A Assembleia Legislativa recebe amanhã uma equipe do Centro de Hematologia e Hemoterapia do Ceará (Hemoce) para cadastrar interessados em integrar o Registro Nacional de Doadores de Medula óssea (Redome). A atividade integra um conjunto de ações promovidas por hemocentros de todo o País durante a Semana de Mobilização para Doação de Medula Óssea, comemorada entre 14 e 21 deste mês.
Na Assembleia Legislativa, os trabalhos começam às 9 horas e encerram ao meio dia. Os cadastros serão feitos no hall do Palácio Adauto Bezerra. O envolvimento dos servidores da Casa foi proposto pelo líder do bloco PT-PSB-PMDB, deputado Welington Landim (PSB): “Além dos servidores, qualquer pessoa também poderá se cadastrar”, esclareceu o parlamentar.

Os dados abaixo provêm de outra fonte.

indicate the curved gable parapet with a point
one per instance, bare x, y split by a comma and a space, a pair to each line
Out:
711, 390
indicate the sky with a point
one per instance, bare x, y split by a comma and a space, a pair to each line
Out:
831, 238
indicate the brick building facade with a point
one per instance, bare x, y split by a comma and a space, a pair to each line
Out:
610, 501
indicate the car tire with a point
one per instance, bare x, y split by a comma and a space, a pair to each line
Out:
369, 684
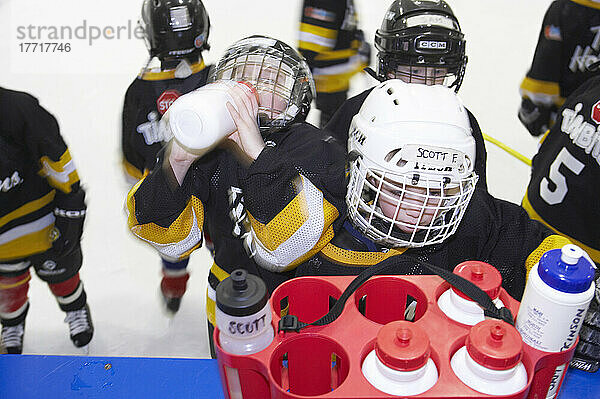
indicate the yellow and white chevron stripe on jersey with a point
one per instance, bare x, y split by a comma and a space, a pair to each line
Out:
593, 253
27, 239
298, 232
336, 78
177, 241
60, 174
316, 38
541, 91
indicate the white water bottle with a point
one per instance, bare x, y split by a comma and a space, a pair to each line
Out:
460, 307
200, 119
556, 298
400, 364
243, 316
490, 361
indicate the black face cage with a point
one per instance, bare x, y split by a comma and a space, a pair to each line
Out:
433, 47
278, 73
175, 31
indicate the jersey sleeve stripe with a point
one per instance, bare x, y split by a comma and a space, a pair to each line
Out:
301, 229
540, 91
28, 208
60, 174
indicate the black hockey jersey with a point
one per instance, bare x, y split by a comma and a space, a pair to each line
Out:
492, 230
568, 42
565, 175
330, 41
282, 209
34, 163
146, 101
339, 124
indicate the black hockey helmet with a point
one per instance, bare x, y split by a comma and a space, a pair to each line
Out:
421, 40
280, 75
175, 29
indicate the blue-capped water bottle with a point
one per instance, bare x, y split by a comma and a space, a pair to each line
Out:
557, 295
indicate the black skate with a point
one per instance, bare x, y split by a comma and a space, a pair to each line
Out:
12, 338
80, 326
172, 304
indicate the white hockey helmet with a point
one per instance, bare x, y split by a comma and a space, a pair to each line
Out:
412, 160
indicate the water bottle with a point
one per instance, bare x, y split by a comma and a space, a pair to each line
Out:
243, 316
200, 119
460, 307
490, 361
400, 364
557, 295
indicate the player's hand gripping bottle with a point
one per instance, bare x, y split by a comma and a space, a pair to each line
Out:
199, 120
557, 295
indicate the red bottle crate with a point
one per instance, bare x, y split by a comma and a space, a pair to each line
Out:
325, 361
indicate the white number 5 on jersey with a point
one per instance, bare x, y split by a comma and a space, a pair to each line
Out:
556, 196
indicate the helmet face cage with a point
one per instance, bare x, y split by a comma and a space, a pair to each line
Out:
422, 47
406, 209
175, 29
278, 73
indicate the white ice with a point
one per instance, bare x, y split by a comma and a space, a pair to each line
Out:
85, 90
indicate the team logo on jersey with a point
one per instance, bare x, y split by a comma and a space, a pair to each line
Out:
552, 32
10, 181
583, 57
596, 112
166, 99
319, 13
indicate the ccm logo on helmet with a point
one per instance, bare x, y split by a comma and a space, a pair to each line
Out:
166, 99
432, 45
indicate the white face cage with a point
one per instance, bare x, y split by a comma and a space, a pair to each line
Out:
280, 79
408, 209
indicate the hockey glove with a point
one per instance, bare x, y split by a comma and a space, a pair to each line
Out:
537, 118
69, 212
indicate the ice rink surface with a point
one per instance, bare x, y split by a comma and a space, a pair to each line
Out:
84, 89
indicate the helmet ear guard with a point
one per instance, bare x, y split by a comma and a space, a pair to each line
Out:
279, 74
412, 160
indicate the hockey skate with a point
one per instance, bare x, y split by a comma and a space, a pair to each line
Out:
80, 326
12, 338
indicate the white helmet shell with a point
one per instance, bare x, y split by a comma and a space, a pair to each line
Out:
416, 139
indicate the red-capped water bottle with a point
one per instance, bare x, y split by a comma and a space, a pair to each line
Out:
490, 361
243, 316
557, 295
460, 307
400, 364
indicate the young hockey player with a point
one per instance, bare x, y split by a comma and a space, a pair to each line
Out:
334, 48
269, 194
569, 41
564, 187
42, 210
176, 33
418, 42
412, 191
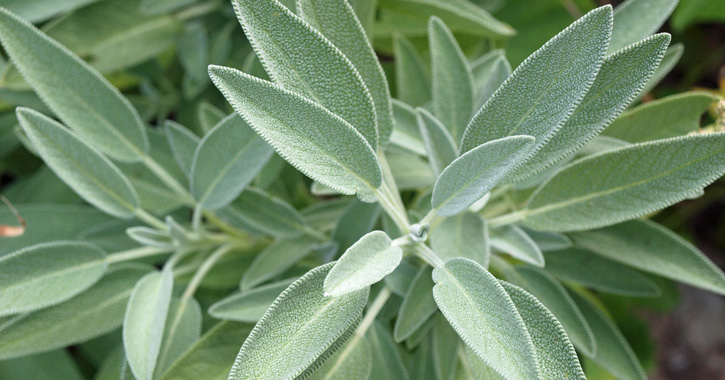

Em requerimento aprovado em plenário, ele sugere à Associação dos Servidores (Assalce) e à Coordenadoria de Comunicação Social que provoquem os funcionários para que eles tornem-se doadores de medula. “Este é um ato em nome da vida”, resume o presidente da Assalce, Luiz Edson Corrêa Sales.
Além da Assembleia, a equipe volante do Hemoce estará em outros três pontos de Fortaleza até o fim da semana. Hoje, está na Igreja de Fátima (avenida 13 de Maio, no bairro de Fátima) das 8 às 16 horas. Na quarta-feira (15/12), estará na Guarda Municipal (rua Delmiro de Farias, 1900, bairro Rodolfo Teófilo) das 8 às 12 horas. Já na sexta-feira (17/12), estará na Igreja Geliade (Rua I, 375, bairro Vila Velha) das 18h30min às 20 horas.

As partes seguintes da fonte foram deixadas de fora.